Earlier this week, Religion News Service profiled four such bloggers with a headline saying they had spawned a “crisis of authority.” While I don’t believe they’ve begun any such thing, these women -- and the underlying frustrations causing them to write what they do -- deserve a closer look.
The piece begins with a vignette about blogger Sarah Bessey (pictured in this piece), who’s been plying her wares on the Internet for some 12 years.
In many places, blogging seems to have become all about personal branding. At the same time, Bessey’s blog has brought her speaking engagements and inspired two books -- “Jesus Feminist: An Invitation to Revisit the Bible’s View of Women” and “Out of Sorts: Making Peace with an Evolving Faith” -- with a third in the works. Bessey now has nearly 43,000 followers on Twitter and about 38,000 on Facebook.
“The internet gave women like me -- women who are outside of the usual power and leadership narratives and structures -- a voice and a community,” Bessey told RNS by email. “We began to write and we began to find each other, we began to learn and be challenged, we began to realize we weren’t as alone as we thought we were. Blogging gave us a way past the gatekeepers of evangelicalism.”

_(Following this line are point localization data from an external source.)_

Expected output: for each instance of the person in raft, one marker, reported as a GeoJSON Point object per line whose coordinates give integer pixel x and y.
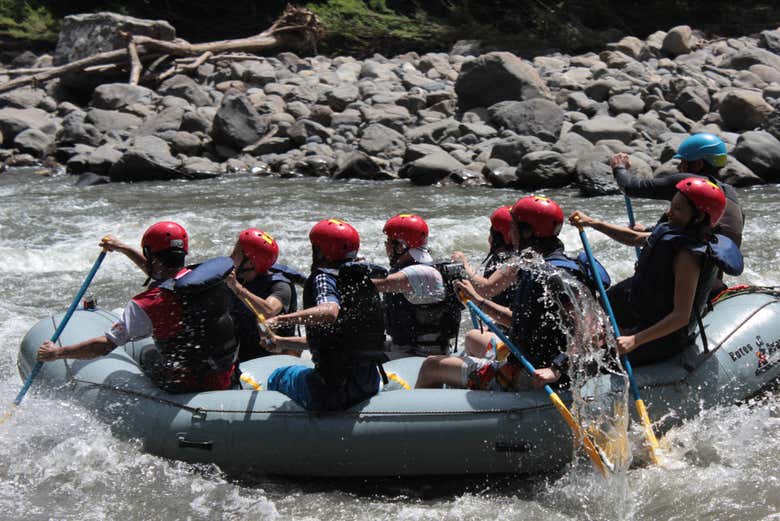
{"type": "Point", "coordinates": [677, 267]}
{"type": "Point", "coordinates": [421, 320]}
{"type": "Point", "coordinates": [534, 322]}
{"type": "Point", "coordinates": [343, 318]}
{"type": "Point", "coordinates": [270, 291]}
{"type": "Point", "coordinates": [185, 310]}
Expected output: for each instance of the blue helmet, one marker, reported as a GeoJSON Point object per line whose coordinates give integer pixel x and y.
{"type": "Point", "coordinates": [706, 146]}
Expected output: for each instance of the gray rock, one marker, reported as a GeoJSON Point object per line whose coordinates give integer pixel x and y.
{"type": "Point", "coordinates": [91, 179]}
{"type": "Point", "coordinates": [543, 169]}
{"type": "Point", "coordinates": [186, 88]}
{"type": "Point", "coordinates": [495, 77]}
{"type": "Point", "coordinates": [378, 139]}
{"type": "Point", "coordinates": [358, 166]}
{"type": "Point", "coordinates": [115, 96]}
{"type": "Point", "coordinates": [148, 158]}
{"type": "Point", "coordinates": [693, 102]}
{"type": "Point", "coordinates": [512, 149]}
{"type": "Point", "coordinates": [760, 152]}
{"type": "Point", "coordinates": [594, 175]}
{"type": "Point", "coordinates": [340, 97]}
{"type": "Point", "coordinates": [679, 40]}
{"type": "Point", "coordinates": [303, 129]}
{"type": "Point", "coordinates": [604, 127]}
{"type": "Point", "coordinates": [743, 109]}
{"type": "Point", "coordinates": [83, 35]}
{"type": "Point", "coordinates": [430, 169]}
{"type": "Point", "coordinates": [535, 117]}
{"type": "Point", "coordinates": [737, 174]}
{"type": "Point", "coordinates": [253, 72]}
{"type": "Point", "coordinates": [13, 121]}
{"type": "Point", "coordinates": [112, 120]}
{"type": "Point", "coordinates": [626, 103]}
{"type": "Point", "coordinates": [770, 40]}
{"type": "Point", "coordinates": [237, 124]}
{"type": "Point", "coordinates": [434, 132]}
{"type": "Point", "coordinates": [33, 141]}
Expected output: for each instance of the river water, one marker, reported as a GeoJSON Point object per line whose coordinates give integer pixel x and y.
{"type": "Point", "coordinates": [58, 462]}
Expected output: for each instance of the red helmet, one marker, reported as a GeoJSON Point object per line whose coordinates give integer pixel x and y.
{"type": "Point", "coordinates": [165, 236]}
{"type": "Point", "coordinates": [543, 215]}
{"type": "Point", "coordinates": [501, 221]}
{"type": "Point", "coordinates": [259, 247]}
{"type": "Point", "coordinates": [408, 228]}
{"type": "Point", "coordinates": [336, 239]}
{"type": "Point", "coordinates": [706, 196]}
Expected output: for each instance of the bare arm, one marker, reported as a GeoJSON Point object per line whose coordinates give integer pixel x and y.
{"type": "Point", "coordinates": [111, 243]}
{"type": "Point", "coordinates": [686, 276]}
{"type": "Point", "coordinates": [92, 348]}
{"type": "Point", "coordinates": [621, 234]}
{"type": "Point", "coordinates": [395, 283]}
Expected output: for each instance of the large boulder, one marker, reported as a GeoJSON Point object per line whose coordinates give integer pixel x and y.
{"type": "Point", "coordinates": [237, 124]}
{"type": "Point", "coordinates": [743, 109]}
{"type": "Point", "coordinates": [604, 127]}
{"type": "Point", "coordinates": [497, 76]}
{"type": "Point", "coordinates": [13, 121]}
{"type": "Point", "coordinates": [760, 152]}
{"type": "Point", "coordinates": [679, 40]}
{"type": "Point", "coordinates": [83, 35]}
{"type": "Point", "coordinates": [148, 158]}
{"type": "Point", "coordinates": [537, 117]}
{"type": "Point", "coordinates": [431, 169]}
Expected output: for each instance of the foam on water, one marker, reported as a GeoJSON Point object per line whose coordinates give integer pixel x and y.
{"type": "Point", "coordinates": [57, 461]}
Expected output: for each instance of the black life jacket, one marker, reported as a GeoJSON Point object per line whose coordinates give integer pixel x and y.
{"type": "Point", "coordinates": [428, 327]}
{"type": "Point", "coordinates": [493, 263]}
{"type": "Point", "coordinates": [245, 320]}
{"type": "Point", "coordinates": [652, 289]}
{"type": "Point", "coordinates": [357, 336]}
{"type": "Point", "coordinates": [205, 342]}
{"type": "Point", "coordinates": [535, 327]}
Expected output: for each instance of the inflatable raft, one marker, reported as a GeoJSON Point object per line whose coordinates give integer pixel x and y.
{"type": "Point", "coordinates": [399, 432]}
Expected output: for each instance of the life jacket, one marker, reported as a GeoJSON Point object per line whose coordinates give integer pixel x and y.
{"type": "Point", "coordinates": [493, 263]}
{"type": "Point", "coordinates": [535, 327]}
{"type": "Point", "coordinates": [246, 321]}
{"type": "Point", "coordinates": [427, 327]}
{"type": "Point", "coordinates": [357, 336]}
{"type": "Point", "coordinates": [192, 326]}
{"type": "Point", "coordinates": [652, 288]}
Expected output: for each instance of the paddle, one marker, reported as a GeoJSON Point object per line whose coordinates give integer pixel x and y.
{"type": "Point", "coordinates": [641, 410]}
{"type": "Point", "coordinates": [587, 444]}
{"type": "Point", "coordinates": [631, 221]}
{"type": "Point", "coordinates": [69, 313]}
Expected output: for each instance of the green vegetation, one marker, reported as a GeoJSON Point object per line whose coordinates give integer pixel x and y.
{"type": "Point", "coordinates": [362, 27]}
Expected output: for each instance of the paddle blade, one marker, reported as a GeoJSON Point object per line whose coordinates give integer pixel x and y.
{"type": "Point", "coordinates": [652, 441]}
{"type": "Point", "coordinates": [587, 444]}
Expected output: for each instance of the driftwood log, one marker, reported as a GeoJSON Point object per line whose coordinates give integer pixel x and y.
{"type": "Point", "coordinates": [296, 28]}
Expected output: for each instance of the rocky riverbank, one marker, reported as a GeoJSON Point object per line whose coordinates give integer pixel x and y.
{"type": "Point", "coordinates": [493, 119]}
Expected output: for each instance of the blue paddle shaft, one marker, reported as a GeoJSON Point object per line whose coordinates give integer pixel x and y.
{"type": "Point", "coordinates": [73, 305]}
{"type": "Point", "coordinates": [608, 307]}
{"type": "Point", "coordinates": [497, 330]}
{"type": "Point", "coordinates": [631, 221]}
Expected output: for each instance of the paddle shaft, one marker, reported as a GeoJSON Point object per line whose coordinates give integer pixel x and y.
{"type": "Point", "coordinates": [587, 444]}
{"type": "Point", "coordinates": [631, 221]}
{"type": "Point", "coordinates": [64, 322]}
{"type": "Point", "coordinates": [640, 404]}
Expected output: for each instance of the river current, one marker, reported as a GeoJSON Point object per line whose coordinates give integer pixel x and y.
{"type": "Point", "coordinates": [57, 461]}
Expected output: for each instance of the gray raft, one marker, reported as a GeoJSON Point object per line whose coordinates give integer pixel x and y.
{"type": "Point", "coordinates": [401, 432]}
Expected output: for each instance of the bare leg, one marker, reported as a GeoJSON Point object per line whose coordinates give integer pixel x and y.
{"type": "Point", "coordinates": [478, 342]}
{"type": "Point", "coordinates": [438, 370]}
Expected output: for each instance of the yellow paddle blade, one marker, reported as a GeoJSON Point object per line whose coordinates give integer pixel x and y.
{"type": "Point", "coordinates": [652, 441]}
{"type": "Point", "coordinates": [587, 444]}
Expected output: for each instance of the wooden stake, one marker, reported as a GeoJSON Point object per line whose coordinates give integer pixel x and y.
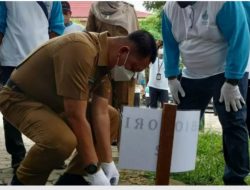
{"type": "Point", "coordinates": [165, 144]}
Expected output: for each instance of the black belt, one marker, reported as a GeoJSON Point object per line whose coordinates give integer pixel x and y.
{"type": "Point", "coordinates": [13, 86]}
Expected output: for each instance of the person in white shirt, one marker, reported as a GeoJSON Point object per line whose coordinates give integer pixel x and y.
{"type": "Point", "coordinates": [158, 84]}
{"type": "Point", "coordinates": [69, 25]}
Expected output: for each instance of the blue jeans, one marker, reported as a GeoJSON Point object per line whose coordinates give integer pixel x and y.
{"type": "Point", "coordinates": [157, 95]}
{"type": "Point", "coordinates": [235, 135]}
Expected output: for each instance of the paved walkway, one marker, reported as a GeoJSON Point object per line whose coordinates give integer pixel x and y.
{"type": "Point", "coordinates": [211, 123]}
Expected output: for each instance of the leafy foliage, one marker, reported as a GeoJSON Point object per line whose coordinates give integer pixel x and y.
{"type": "Point", "coordinates": [209, 163]}
{"type": "Point", "coordinates": [152, 24]}
{"type": "Point", "coordinates": [153, 5]}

For many Christian women, including racial minorities, and others whose voices traditionally have not been heard by or represented in institutional churches, the internet has created new platforms to teach, preach and connect.
That includes countless personal blogs and social media accounts like Bessey’s. It also includes online ministries that have grown to include offline events like Propel Women, (in)courage, The Influence Network and IF:Gathering, and Bible study communities like She Reads Truth, which started as a hashtag by several online strangers to share what they were reading in the Bible and has grown to a website, app, book and specialty Bible that counted 500,000 active users last fall.